Vor dem letzten Spieltag waren die Chancen der Deutschen auf den Aufstieg nur mehr theoretischer Natur. Selbst ein Sieg gegen Frankreich hätte nur dann gereicht, wenn Weißrussland gegen Österreich verloren hätte. Doch die Weißrussen gaben sich wie erwartet keine Blöße mehr.

Die Junioren aus Österreich waren mit zwei Siegen und sechs Punkten optimal ins Turnier gestartet. Vor dem Erfolg gegen Deutschland hatten sie am ersten Spieltag bereits gegen Norwegen mit 6:3 gewonnen. Für einen vorderen Platz in der Endabrechnung reichte es aber nicht, weil den Österreichern im weiteren Verlauf die Luft ausging.
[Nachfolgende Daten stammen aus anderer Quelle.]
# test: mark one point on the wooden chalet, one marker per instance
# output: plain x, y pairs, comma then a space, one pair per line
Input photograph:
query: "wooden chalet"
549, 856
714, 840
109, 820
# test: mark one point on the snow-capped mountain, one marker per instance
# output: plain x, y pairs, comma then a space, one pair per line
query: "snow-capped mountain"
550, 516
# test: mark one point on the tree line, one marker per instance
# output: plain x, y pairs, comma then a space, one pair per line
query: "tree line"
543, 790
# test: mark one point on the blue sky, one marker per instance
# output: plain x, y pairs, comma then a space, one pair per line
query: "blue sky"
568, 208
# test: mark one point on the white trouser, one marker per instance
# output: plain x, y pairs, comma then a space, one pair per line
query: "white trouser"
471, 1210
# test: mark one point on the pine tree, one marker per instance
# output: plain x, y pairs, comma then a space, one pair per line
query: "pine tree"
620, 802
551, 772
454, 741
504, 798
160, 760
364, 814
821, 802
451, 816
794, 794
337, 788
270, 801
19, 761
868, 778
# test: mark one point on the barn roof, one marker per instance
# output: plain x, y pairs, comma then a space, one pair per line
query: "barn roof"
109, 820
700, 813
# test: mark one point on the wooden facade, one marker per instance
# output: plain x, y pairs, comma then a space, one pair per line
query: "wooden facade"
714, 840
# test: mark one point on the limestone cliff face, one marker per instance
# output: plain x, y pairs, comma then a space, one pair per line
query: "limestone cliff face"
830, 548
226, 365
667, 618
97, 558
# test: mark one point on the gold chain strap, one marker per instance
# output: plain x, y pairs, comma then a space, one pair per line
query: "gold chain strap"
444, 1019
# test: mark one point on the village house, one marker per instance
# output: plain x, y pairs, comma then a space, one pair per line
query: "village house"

In den letzten drei Begegnungen verloren sie gegen Kasachstan (3:6), Frankreich (3:4) und Weißrussland (0:4). So musste sich der Nachwuchs aus Österreich mit dem vorletzten Platz begnügen. Der Klassenerhalt geriet nach dem Sechs-Punkte-Auftakt jedoch zu keinem Zeitpunkt in Gefahr.

Top-Scorer des Turniers in Bremerhaven war Gabin Ville vom Drittplatzierten Frankreich mit 12 Punkten (4 Tore/8 Vorlagen). Zweiter wurde sein Landsmann Bastien Maia. Er hatte ebenso zehn Zähler (5/5) auf dem Konto wie der Dritte Ruslan Vasilchuk (4/6) aus Weißrussland. Als bester Deutscher in der Scorer-Wertung kam Jakob Mayenschein mit sechs Punkten (3/3) auf Platz sechs. Christof Wappis landete als erfolgreichster Scorer der österreichischen U20 mit fünf Punkten (2/3) auf Rang zehn. Bester Torhüter des Turniers war der Norweger Jens Kristian Lillegrend. Seine Save-Quote betrug 89,93 Prozent.